Kenya’s asset recovery framework, anchored in the Proceeds of Crime and Anti-Money Laundering (POCAMLA) Act 2009 and strengthened by 2017 amendments, has also made strides through the Assets Recovery Agency (ARA) and Ethics and Anti-Corruption Commission (EACC). However, the report highlights that overlapping mandates and weak coordination continue to undermine results.

EACC’s 2023/24 annual report shows the commission filed 47 new civil suits to recover assets worth Sh9.2 billion and successfully recovered Sh2.9 billion in illegal wealth. It also traced Sh6.63 billion in public property currently under recovery and filed 62 additional civil suits targeting assets estimated at Sh8.73 billion, including land and cash.

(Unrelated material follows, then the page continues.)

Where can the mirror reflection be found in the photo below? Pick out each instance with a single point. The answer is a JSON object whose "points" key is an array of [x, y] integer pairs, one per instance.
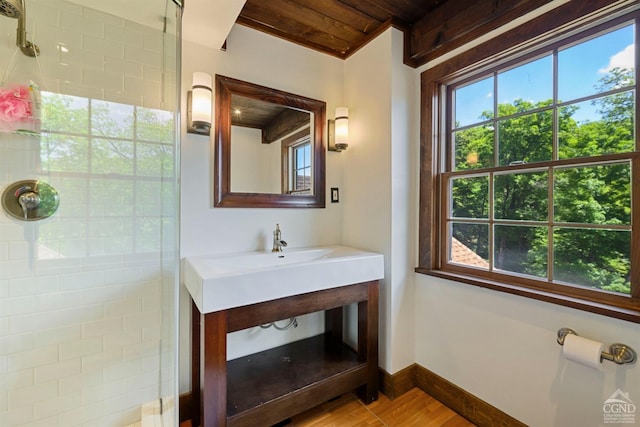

Major targets included Tana Athi Water Works Development Agency (Sh26.7 billion), Kenya Electricity Transmission Company (Sh18.5 billion), Ministry of Health (Sh10.2 billion), Tourism Fund (Sh8.5 billion) and Kenya Railways Staff Retirement Benefits Scheme (Sh8 billion).

The report further notes that the Companies Act 2015 and its Beneficial Ownership Regulations require disclosure of individuals who control 10 per cent or more of a company. However, restricted public access to the register limits oversight by journalists and civil society.

Without public access, TI Kenya notes that programmes such as the Access to Government Procurement Opportunities (AGPO), which reserves 30 per cent of public contracts for women, youth and persons with disabilities, remain vulnerable to manipulation by politically connected entities using proxies.

TI Kenya’s comparative analysis under the African Union Convention on Preventing and Combating Corruption (AUCPCC) found that while Kenya has strong laws, enforcement remains weak. The report rates Access to Information at 3.3, Asset Recovery at 3.7, Beneficial Ownership at 3.3 and Whistleblower Protection at 3.0.

The findings recommend full digitisation of public records, clearer inter-agency coordination, and urgent passage of the Whistleblower Protection Bill. The report also revealed that Kenya’s Anti-Corruption Court currently has only one voice distortion machine, highlighting the limited resources available to protect whistleblowers.